You are from Norway, what was it like growing up there? How has it influenced your life as an adult?
I grew up in the capitol that is Oslo, a little bit outside the city central. It was very safe, as Oslo is a very safe city. I was never afraid walking around on my own as a kid, you know, after dark or anytime really. It never felt dangerous. I think that has made me a bit naive, thinking it is like that wherever I go. But it’s a beautiful city, with beautiful nature right outside the door and the ocean is a short drive. I would say it has influenced me to be independent, to not be afraid, to be whoever i want to be.
What is the pop music scene like in Norway?
I feel like the pop scene in Oslo is incredible . Amazing music is coming from the Nordic at the moment, with huge pop acts like Sigrid, Astrid, Kygo, Aurora and I think it makes everyone aim for that level of great music. It makes an environment [that allows you] to be as expressive as you want, and to push forward to really make the best music you can.

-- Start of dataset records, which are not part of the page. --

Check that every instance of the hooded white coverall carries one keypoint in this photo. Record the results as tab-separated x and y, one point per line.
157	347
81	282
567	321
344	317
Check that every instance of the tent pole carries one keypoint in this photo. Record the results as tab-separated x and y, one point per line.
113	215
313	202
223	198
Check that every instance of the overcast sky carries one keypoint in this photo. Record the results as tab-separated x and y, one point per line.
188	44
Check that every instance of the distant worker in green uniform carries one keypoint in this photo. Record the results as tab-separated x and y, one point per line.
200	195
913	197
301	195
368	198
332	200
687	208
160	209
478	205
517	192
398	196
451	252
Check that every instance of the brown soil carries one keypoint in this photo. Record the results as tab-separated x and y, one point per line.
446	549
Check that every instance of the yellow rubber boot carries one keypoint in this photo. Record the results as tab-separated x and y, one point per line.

Tell us about your new track?
It’s a song I wrote in the UK sometime last year. I went straight from the airport to the studio and was really tired from waking up at 4 in the morning. But then Olly (Olly Burden from The Prodigy) played me this amazing pitched guitar sound that you can hear, and I immediately woke up. Pun not intended! I had written down «I don’t want to wake up» on my notepad from sitting in the plain tiiiired as fuck that morning, and with that the song kinda came together. I am really excited about this song, as I think it’s very different from what I have realised before. And it really shows what kind of direction this EP is gonna be.
Listen to Wake Up on Spotify here.
You have a very poppy upbeat sound, but your lyrics are more on the sad and honest side. Why have decided to write your songs like this?
I’ve always had a thing for doing it that way. I don’t know why. I think the thought of people partying to my darkest thoughts is amusing. It also makes it less scary to write.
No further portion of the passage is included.